Even if the Court were to accept the proposition that handguns are used disproportionately in the commission of violent crimes, how is that use related to whether or not a person has a greater need for self-protection? Moreover, isn’t it possible that even persons who cannot manifest a present need for self-protection are just as likely to be victims of a violent crime. Simply put, the District of Columbia’s “good reason”/”proper reason” requirement will neither make  it less likely that those who meet this requirement will present a risk to other members of the public or commit violent crimes than those who cannot meet this requirement.

Therefore, after reviewing the record in this case, the Court finds that Defendants have failed to demonstrate that there is any relationship, let alone a tight fit, between reducing the risk to other members of the public and/or violent crime and the District of Columbia’s “good reason”/”proper reason” requirement.

That is one of the best decisions using logic that I have ever read.  And as we all know, logic is the gun controllers natural enemy.
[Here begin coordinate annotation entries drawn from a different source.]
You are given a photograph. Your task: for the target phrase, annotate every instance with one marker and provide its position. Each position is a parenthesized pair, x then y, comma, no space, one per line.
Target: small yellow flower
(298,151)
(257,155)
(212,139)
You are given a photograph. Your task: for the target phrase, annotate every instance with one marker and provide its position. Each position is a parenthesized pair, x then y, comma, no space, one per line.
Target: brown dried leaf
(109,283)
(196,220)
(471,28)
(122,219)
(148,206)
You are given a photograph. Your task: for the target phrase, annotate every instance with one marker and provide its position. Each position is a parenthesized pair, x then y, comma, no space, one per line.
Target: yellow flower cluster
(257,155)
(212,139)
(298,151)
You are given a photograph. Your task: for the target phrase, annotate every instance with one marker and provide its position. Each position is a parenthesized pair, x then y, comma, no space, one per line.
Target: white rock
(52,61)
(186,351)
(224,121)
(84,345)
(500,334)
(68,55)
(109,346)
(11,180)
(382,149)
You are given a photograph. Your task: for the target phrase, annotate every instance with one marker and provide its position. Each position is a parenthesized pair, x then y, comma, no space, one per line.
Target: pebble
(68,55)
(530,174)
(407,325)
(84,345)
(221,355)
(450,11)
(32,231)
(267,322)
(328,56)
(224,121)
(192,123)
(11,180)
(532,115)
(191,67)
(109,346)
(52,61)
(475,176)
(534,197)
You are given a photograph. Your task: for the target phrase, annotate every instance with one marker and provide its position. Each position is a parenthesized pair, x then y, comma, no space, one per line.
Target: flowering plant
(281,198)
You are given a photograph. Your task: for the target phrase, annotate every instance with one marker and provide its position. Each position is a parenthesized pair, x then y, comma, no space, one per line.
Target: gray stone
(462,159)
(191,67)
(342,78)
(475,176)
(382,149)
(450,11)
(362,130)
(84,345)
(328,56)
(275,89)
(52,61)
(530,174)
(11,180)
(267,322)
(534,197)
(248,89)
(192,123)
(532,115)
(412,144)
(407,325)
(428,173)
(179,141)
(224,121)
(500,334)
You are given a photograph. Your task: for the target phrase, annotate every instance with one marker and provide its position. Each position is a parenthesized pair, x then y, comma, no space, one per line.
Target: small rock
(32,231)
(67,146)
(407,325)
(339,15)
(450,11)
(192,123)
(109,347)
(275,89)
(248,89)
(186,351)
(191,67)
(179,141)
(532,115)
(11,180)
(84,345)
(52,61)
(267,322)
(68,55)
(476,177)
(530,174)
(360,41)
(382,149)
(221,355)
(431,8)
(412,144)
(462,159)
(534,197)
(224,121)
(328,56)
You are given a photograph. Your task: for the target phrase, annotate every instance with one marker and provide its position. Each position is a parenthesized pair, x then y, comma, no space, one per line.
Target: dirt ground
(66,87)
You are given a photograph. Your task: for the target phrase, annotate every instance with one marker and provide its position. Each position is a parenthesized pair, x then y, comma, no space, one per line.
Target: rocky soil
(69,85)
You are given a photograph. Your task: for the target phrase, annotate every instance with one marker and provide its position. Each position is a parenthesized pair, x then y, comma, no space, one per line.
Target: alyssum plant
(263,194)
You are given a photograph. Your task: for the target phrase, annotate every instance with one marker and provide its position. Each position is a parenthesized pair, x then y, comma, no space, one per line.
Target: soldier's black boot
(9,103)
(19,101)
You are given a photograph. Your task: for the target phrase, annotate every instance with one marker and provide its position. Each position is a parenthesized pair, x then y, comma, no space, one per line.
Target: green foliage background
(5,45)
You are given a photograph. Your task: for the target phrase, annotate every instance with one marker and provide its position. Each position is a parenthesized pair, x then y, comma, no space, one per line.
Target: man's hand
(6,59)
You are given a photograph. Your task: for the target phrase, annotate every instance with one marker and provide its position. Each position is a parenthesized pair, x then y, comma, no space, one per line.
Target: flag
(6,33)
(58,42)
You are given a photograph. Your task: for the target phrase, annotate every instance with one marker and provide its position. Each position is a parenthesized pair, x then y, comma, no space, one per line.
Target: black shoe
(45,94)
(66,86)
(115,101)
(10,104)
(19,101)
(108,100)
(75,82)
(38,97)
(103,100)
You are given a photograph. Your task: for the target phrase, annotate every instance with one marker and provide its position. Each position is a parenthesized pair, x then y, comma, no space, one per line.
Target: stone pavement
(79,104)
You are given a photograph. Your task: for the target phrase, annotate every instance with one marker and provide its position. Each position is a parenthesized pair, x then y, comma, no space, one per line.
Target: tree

Finally, in New York, while not so much of a positive 2nd Amendment ruling as it is a ruling exposing the embarrassment of gun controllers at the failure of the SAFE Act, a State Supreme Court Justice in Albany has ordered the State Police to release data regarding the registration of newly defined assault weapons as required by the SAFE Act.

The gun controllers who support the SAFE Act have been going out of their way to squash the freedom of information request that was initially filed in January of 2014.  The FOIL (freedom of information law) request asked for the barest data metrics from the SAFE Act.  How many so called “assault weapons” were registered and in what region of the state.  The State Police stated they would reply in 20 days.  In DECEMBER of 2014 they denied the request stating that the SAFE Act.

The only reason for a denial is that they are utterly embarrassed by the outright refusal of freedom loving New Yorkers and the Sherrif’s they have elected from moving forward at all with this unconstitutional and tyrannical sham.

Justice McNamara agreed stating:

“By the agency’s own admission the records sought were neither assembled nor collected for ‘inclusion’ in the database but rather were ‘derived’ from records in the database.  Consequently, the exemption asserted by the agency does not apply to the records sought by petitioner and … the records should be provided.”

I for one am looking to see how much of the state of New York rejects the SAFE Act.  Once a light is shined under the rock that Gov Cuomo has been trying to hide under, I will be interested to see his reaction.

All in all, a good week for guns in the courts.